On October 22, just two days before the past 1024 Programmers’ Day, there was a little turbulence in the front end world.

Ua-parser-js was found to be embedded with malicious code. It downloads malicious programs in the background and runs them. According to analysis, downloaded malicious programs may be used for mining.

Ua-parser-js is a famous NPM library, which is mainly used to analyze userAgent to determine browser, engine, operating system, CPU, device type and other information. It can be used either on the client side or in NodeJS. I believe that front-end students often use this library. It’s been downloaded nearly 8 million times a week.

Judging from the Github discussion. The implantation process is as follows:

  • Hackers stole the password to the NPM website account of the main maintainer of the package
  • Implant malicious code directly into uA-Parser-JS code.
  • Three new versions were released, 0.7.29, 0.8.0, 1.0.0.

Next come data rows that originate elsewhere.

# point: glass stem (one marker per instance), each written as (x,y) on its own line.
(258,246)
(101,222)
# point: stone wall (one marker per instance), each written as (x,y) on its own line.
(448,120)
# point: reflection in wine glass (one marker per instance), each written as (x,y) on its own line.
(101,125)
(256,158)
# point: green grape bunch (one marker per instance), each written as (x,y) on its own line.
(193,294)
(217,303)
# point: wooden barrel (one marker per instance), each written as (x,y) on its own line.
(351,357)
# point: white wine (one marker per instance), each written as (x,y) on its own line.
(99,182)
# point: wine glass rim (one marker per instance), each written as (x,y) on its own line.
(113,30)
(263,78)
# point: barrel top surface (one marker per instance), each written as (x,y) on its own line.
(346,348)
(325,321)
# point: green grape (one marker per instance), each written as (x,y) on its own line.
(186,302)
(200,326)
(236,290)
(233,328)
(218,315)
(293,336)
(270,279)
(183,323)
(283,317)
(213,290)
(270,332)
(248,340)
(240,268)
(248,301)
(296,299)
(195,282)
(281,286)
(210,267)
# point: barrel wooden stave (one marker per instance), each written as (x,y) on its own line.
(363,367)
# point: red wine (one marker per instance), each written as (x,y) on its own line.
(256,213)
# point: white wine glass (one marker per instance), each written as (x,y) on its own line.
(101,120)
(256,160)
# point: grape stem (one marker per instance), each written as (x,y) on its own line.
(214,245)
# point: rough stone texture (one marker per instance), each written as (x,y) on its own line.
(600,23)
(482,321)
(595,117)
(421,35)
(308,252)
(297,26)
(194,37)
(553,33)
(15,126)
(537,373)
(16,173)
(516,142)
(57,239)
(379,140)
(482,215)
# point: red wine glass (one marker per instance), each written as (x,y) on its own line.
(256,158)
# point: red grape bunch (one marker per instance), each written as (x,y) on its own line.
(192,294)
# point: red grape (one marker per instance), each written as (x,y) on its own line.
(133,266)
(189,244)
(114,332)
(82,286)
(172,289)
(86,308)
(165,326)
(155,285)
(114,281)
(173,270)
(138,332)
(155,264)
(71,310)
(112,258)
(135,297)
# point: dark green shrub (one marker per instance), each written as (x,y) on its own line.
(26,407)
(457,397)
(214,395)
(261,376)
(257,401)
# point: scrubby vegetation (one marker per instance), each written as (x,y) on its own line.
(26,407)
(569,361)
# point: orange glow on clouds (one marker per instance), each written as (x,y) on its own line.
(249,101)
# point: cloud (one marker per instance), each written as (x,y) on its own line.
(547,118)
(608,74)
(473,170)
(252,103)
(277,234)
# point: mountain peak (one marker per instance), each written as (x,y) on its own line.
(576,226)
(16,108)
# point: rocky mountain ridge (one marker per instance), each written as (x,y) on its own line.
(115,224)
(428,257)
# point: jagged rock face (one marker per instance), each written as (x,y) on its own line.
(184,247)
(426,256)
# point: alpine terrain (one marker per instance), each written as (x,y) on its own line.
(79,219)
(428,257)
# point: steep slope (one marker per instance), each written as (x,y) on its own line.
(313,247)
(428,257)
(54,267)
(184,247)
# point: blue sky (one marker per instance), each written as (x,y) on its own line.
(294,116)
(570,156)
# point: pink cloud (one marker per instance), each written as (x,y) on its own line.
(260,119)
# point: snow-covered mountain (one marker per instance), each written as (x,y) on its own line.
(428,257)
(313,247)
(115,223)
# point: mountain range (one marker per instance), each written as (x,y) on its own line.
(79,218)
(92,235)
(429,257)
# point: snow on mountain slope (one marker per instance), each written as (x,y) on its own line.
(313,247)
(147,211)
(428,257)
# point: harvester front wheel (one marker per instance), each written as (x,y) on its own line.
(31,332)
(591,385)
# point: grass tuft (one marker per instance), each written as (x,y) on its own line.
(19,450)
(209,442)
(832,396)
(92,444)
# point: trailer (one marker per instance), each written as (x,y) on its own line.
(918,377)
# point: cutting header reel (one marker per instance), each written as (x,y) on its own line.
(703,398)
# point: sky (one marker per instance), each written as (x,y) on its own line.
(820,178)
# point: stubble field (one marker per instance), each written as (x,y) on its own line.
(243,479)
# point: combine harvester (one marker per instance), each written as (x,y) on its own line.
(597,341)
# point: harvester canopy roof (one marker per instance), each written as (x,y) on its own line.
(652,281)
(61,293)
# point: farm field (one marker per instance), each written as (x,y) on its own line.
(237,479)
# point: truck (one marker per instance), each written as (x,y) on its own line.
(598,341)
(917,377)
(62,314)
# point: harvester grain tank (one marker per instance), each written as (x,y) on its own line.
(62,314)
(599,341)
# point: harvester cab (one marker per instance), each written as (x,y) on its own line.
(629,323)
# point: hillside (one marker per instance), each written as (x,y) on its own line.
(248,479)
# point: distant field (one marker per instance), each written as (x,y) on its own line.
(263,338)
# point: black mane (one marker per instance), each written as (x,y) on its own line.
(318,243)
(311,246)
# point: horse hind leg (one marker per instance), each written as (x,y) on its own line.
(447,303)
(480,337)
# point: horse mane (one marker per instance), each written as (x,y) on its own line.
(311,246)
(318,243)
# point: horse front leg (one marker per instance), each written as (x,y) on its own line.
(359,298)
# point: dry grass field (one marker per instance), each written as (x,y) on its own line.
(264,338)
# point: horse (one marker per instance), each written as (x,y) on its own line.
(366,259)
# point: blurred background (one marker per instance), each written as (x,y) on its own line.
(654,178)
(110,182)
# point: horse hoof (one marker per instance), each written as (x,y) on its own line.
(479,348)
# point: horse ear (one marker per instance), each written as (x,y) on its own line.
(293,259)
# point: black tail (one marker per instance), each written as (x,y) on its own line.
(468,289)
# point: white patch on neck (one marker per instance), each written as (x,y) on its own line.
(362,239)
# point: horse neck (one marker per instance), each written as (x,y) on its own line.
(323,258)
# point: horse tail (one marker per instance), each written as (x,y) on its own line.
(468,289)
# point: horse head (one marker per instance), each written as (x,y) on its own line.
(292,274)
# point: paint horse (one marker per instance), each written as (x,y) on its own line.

The main malicious code is as follows:

IO/NPM/UA-pars…

The malicious behavior was discovered some hours later, and the package manager immediately updated a new small version to try to override the malicious version and notified NPM, but it seems that NPM’s rules do not immediately remove the malicious version, so the malicious version was still available on NPM several hours after the discovery.

Fortunately, NPM finally removed the malicious version. It’s gone now.

If you worked as usual this weekend and added a new package to your project or upgraded the package version, it is recommended to check your package management files to see if you were caught. If you’ve been tricked, upgrade your package dependencies. And run a cache cleanup, poison it.